Coh-Metrix & Coh-Git



readability formulas    Coh-Metrix & Coh-Git    Methods    Timeline

Coh-Metrix automatically determines how text elements and constituents are connected for specific types of cohesion. Suppose there are (2 x 2 x 5 =) 20 types of cohesion (local and global, vocabulary- and grammar-driven, referential, locational, temporal, causal, and structural). Suppose that there are N elements and constituents in a particular text. There would be N x (N-1) directional cohesion connections and [N x (N-1)/2) bidirectional connections with respect to any one of the 20 cohesion relations. We can capture the resulting set of connections in the form of a matrix (Graesser, Karnavat et al., 2000; Kintsch, 1998; Zwaan et al., 1995). A cell in the matrix is 0 if there is no particular relation between a pair of elements/constituents, a 1 if a solid relation, and intermediate values if there is a non-discrete metric. The full matrix has the entire set of connections with respect to a type of relation R, whereas the contiguous sub-matrix includes only those elements/constituents that are contiguous in the explicit text. We can define a density measure as the summation of such cell values. For example, the causal cohesion density would be computed as:
[S R(ei, ej)]/[N x (N-1)]

which is the average cell value for pairs of cells with respect to the causal relation. One could restrict this to a contiguous, bi-directional, causal cohesion density, which only considers the contiguous elements and constituents, computed as

[S R(ei, ej | ei & ej are contiguous)]/[N+1)]

When integrating over all types of cohesion markers, one can compute an overall cohesion density score for a particular text. More importantly, however, these density scores would specify how much an entire text has cohesion markers with respect to a particular type of relation. For instance, it might be the case that different readers (low vs. high knowledge, low vs. high reading ability) rely more on one type of cohesion relation than another.
A fine-grained recall analysis can be used to test the validity of the coherence and cohesion metrics produced by Coh-Metrix. Suppose that a recall protocol is collected from a sample of subjects on a text with N elements/constituents. Each cell in the matrix would have different types of recall measures. For example, a recall proportion is the proportion of observations in which both nodes ei & ej are present in a particular recall protocol, with values varying from 0 to 1. A multiple regression analysis can indicate whether the [N x (N-1)]/2 recall proportions are predicted by each of the cohesion matrices as predictor variables (i.e., one for referential, one for causal, etc.). There is a large number of cells in such analyses; if N = 40, then the number of cells is 780. Similarly, we can do this for contiguous recalls, for distance in recall order, for time measures, and so on.

This method would give us overall weights for cohesion relations, which can then be but in a formula to determine readability, comprehension, learning, and appropriateness scores. However, as we mentioned before, different readers might rely on different cohesion relations. Therefore, in addition to these overall scores, we want to include differences between readers.
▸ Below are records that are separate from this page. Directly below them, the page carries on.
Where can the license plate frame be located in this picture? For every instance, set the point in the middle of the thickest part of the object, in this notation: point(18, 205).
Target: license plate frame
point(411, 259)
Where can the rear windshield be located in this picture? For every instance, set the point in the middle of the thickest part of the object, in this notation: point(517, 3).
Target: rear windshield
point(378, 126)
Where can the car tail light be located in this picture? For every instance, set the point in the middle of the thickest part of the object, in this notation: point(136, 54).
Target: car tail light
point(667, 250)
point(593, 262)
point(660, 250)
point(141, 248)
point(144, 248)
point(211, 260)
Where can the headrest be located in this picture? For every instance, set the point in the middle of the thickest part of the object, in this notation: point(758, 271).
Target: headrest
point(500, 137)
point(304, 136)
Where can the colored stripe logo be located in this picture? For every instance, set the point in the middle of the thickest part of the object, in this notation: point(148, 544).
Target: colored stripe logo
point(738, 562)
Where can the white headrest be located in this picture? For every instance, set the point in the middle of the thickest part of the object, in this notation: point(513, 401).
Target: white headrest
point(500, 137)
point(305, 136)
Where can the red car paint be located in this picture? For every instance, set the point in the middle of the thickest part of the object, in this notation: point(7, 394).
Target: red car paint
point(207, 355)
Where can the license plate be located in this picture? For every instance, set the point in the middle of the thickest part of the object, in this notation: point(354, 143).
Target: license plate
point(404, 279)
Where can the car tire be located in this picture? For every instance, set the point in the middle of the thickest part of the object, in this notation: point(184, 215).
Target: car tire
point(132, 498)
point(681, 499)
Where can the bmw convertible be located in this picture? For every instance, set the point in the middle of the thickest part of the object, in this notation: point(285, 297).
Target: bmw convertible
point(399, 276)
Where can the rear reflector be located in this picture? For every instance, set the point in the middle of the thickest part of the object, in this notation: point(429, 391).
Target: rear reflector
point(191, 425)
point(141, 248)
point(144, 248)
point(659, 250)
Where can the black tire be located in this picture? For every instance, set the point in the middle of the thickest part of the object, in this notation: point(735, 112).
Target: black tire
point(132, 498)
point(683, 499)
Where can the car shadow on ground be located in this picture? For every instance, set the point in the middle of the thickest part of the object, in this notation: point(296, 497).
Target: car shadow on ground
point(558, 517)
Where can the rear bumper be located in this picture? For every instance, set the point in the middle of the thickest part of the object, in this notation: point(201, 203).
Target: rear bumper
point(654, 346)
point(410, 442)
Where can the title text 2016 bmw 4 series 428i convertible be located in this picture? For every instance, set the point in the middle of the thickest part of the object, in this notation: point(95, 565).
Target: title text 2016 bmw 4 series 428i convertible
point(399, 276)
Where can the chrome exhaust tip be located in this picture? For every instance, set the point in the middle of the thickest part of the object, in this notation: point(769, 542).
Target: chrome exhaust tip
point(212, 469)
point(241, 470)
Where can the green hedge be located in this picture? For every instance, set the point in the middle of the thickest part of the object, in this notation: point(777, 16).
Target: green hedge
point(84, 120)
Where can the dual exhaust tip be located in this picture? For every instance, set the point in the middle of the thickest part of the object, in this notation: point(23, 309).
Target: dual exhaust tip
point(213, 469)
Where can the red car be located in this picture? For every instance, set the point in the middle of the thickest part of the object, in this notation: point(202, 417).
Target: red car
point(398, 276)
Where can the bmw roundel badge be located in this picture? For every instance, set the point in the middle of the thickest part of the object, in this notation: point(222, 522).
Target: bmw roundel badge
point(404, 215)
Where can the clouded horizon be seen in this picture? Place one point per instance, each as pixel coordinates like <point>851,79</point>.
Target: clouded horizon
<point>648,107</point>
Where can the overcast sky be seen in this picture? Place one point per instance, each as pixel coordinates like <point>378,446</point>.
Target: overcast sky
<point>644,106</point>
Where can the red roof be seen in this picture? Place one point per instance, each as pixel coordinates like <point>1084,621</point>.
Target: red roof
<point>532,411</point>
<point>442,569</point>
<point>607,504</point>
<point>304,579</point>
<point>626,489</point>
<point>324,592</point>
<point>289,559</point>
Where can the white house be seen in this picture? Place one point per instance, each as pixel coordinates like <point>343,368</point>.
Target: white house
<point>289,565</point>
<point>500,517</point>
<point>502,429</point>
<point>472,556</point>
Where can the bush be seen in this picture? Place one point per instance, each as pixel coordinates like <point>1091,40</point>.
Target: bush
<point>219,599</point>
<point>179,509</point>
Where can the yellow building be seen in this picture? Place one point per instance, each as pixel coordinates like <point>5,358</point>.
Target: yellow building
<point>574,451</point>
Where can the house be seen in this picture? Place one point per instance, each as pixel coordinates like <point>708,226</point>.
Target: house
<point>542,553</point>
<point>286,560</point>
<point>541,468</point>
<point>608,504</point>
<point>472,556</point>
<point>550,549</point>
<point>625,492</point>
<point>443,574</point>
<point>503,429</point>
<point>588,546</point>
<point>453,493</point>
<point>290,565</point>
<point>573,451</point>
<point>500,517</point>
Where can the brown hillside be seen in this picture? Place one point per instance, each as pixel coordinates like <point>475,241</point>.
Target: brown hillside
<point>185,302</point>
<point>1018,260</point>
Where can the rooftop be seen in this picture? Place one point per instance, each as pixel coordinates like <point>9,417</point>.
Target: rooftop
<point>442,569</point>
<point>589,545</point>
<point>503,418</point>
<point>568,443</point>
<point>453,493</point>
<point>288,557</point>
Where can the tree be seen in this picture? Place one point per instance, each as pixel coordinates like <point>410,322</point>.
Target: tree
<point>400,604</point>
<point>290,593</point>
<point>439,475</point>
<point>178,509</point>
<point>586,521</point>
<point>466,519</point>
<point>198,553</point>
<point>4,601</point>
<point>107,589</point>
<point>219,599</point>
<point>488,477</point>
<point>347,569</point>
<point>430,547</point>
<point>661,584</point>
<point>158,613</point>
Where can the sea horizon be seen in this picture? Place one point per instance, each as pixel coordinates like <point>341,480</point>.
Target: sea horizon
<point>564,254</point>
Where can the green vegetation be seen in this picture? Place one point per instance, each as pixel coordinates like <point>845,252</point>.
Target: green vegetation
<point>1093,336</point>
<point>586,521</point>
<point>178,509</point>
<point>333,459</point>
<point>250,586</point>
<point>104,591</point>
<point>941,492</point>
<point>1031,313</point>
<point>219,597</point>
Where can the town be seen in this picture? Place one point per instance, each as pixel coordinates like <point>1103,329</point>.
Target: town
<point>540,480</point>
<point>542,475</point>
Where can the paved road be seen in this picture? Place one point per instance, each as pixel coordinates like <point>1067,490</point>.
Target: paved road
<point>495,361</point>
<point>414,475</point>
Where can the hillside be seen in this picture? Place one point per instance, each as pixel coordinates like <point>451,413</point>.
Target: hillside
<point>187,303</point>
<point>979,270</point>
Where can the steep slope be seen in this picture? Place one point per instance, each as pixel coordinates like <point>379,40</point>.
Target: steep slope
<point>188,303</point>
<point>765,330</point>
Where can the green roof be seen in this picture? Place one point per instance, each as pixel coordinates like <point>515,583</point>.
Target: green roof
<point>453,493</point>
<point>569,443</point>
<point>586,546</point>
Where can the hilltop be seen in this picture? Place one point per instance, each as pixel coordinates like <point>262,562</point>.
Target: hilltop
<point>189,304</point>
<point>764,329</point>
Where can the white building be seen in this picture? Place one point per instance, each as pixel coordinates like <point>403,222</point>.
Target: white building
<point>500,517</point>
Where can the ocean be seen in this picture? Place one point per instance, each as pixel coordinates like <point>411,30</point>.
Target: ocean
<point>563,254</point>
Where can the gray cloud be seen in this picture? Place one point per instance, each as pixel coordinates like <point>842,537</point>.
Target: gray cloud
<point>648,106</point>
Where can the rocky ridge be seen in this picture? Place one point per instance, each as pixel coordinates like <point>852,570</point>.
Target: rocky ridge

If the user has information on the knowledge of the reader (high – low) or reading ability (high – low), this information can be entered in the computational model to tailor the formula to particular groups of readers, thus increasing the accuracy of the scores.

In addition to Coh-Metrix, we will develop Coh-GIT to analyze where the relevant cohesion relations are located in the text. This way, writers and educators cannot only predict the readability, comprehensibility, learnability, and appropriateness of a text for a particular reader group but also improve the problematic aspects of that text. Zwaan et al. (1995) has reported that reading times for sentences in narrative texts increase robustly with the number of coherence categories that have breaks in continuity (i.e., the current sentence being read is not coherently related to the previous context with respect to a particular coherence category).